In the months since the special was taped, stories of sexual assault and harassment have taken over the news cycle, spurred by the allegations against disgraced mogul Harvey Weinstein. “That’s changed the core problem with this,” Apatow says. “This was always in the shadows, and it’s not in the shadows anymore, so now people have to deal with it.”

Apatow, meanwhile, is at an inflection point. His documentaries are wrapped, and season three of “Love” soon will be as well. Work is just beginning on the third season of “Crashing,” yet Apatow’s dance card is less full than usual. He wants to direct another feature soon. But having battled with network and studio executives in his early TV days, he sees lots of upside in that medium at this moment.

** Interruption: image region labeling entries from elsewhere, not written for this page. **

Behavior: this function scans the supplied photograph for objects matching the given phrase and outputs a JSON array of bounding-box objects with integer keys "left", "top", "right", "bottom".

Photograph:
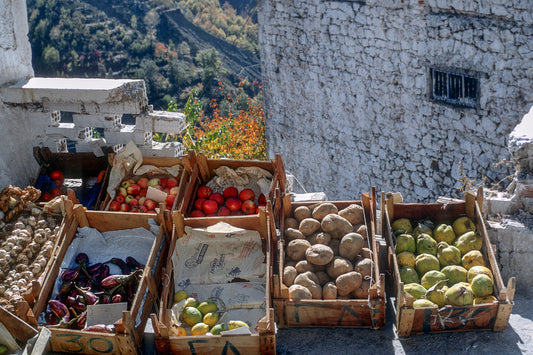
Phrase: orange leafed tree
[{"left": 182, "top": 83, "right": 266, "bottom": 160}]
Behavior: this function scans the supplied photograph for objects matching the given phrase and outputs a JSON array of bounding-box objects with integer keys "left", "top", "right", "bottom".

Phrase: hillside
[{"left": 27, "top": 0, "right": 261, "bottom": 109}]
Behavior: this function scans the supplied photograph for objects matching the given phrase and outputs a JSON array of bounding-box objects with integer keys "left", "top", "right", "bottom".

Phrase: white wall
[{"left": 258, "top": 0, "right": 533, "bottom": 202}]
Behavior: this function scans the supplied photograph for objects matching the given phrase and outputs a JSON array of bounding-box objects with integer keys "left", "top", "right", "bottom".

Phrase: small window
[{"left": 431, "top": 68, "right": 479, "bottom": 108}]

“The real question is how much television to pursue,” he says. “There’s so much creative freedom; it’s quite irresistible.”

There’s also stand-up. He still performs at clubs twice a week, keeping his foot in the door. He may step through again.

“I’d like to generate another act,” he says. “It just makes me really happy, with all the things that are happening in the news every night, to be able to get up and talk about it and be with people. Because that’s the best part of comedy — hearing people laugh and being part of a moment with an audience. It sounds corny, but that really was my dream. I’m so happy that people haven’t told me to stop.”